Factor out TLS cipher selection to ssl_choose_tls_cipher.
This is factored out since ESNI will need to do its own cipher selection.
Bug: 275
Change-Id: Id87fd91272fbcd9098b3f2a9caa78a2129b154b5
Reviewed-on: https://boringssl-review.googlesource.com/c/boringssl/+/36544
Commit-Queue: Steven Valdez <svaldez@google.com>
Reviewed-by: David Benjamin <davidben@google.com>
diff --git a/ssl/internal.h b/ssl/internal.h
index f03271e..bc17af9 100644
--- a/ssl/internal.h
+++ b/ssl/internal.h
@@ -560,6 +560,12 @@
// it returns zero.
size_t ssl_cipher_get_record_split_len(const SSL_CIPHER *cipher);
+// ssl_choose_tls13_cipher returns an |SSL_CIPHER| corresponding with the best
+// available from |cipher_suites| compatible with |version| and |group_id|. It
+// returns NULL if there isn't a compatible cipher.

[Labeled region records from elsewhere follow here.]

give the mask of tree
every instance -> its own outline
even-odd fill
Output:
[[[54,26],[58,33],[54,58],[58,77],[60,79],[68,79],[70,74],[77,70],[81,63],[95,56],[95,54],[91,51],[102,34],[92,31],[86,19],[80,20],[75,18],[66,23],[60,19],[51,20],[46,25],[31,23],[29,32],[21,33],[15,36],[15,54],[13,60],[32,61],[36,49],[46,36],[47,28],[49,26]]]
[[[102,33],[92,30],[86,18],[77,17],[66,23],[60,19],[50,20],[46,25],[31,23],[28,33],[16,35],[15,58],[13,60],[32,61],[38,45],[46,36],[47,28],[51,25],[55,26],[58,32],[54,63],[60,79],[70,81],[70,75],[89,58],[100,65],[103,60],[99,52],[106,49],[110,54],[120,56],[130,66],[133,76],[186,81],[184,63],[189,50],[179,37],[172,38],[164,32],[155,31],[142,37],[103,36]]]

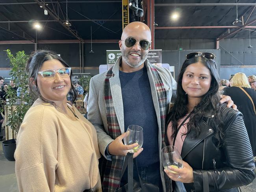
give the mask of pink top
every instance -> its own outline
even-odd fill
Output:
[[[183,121],[187,117],[189,114],[187,114],[184,117],[180,119],[178,122],[178,127],[180,124],[183,122]],[[188,118],[186,121],[185,122],[183,125],[180,127],[177,136],[176,137],[176,139],[175,140],[175,143],[174,146],[177,148],[178,151],[180,153],[180,154],[181,154],[181,151],[182,149],[182,146],[183,146],[183,143],[184,140],[186,138],[186,135],[182,135],[184,133],[186,133],[187,131],[187,126],[189,118]],[[173,145],[173,140],[171,138],[171,136],[173,134],[173,123],[171,122],[170,122],[167,128],[167,138],[168,138],[168,142],[170,145]]]

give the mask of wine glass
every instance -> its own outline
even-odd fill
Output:
[[[175,168],[183,168],[183,161],[178,151],[177,148],[174,146],[167,146],[161,150],[162,161],[163,167],[170,172],[176,174],[169,168],[169,166]]]
[[[143,128],[136,125],[129,126],[124,141],[126,145],[137,143],[138,146],[128,151],[130,153],[137,152],[143,144]]]

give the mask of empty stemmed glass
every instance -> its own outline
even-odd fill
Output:
[[[143,144],[143,128],[139,126],[131,125],[128,126],[125,137],[124,138],[124,144],[131,145],[137,143],[138,145],[128,150],[130,153],[135,153],[141,148]]]
[[[169,166],[175,168],[183,168],[183,161],[176,147],[167,146],[162,149],[161,152],[163,165],[165,169],[176,174],[176,172],[170,170]]]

+const SSL_CIPHER *ssl_choose_tls13_cipher(CBS cipher_suites, uint16_t version,
+ uint16_t group_id);
+
// Transcript layer.
diff --git a/ssl/s3_both.cc b/ssl/s3_both.cc
index 27e9454..842ec67 100644
--- a/ssl/s3_both.cc
+++ b/ssl/s3_both.cc
@@ -116,6 +116,8 @@
#include <limits.h>
#include <string.h>
+#include <tuple>
+
#include <openssl/buf.h>
#include <openssl/bytestring.h>
#include <openssl/err.h>
@@ -652,4 +654,72 @@
}
}
+// CipherScorer produces a "score" for each possible cipher suite offered by
+// the client.
+class CipherScorer {
+ public:
+ CipherScorer(uint16_t group_id)
+ : aes_is_fine_(EVP_has_aes_hardware()),
+ security_128_is_fine_(group_id != SSL_CURVE_CECPQ2 &&
+ group_id != SSL_CURVE_CECPQ2b) {}
+
+ typedef std::tuple<bool, bool, bool> Score;
+
+ // MinScore returns a |Score| that will compare less than the score of all
+ // cipher suites.
+ Score MinScore() const {
+ return Score(false, false, false);
+ }
+
+ Score Evaluate(const SSL_CIPHER *a) const {
+ return Score(
+ // Something is always preferable to nothing.
+ true,
+ // Either 128-bit is fine, or 256-bit is preferred.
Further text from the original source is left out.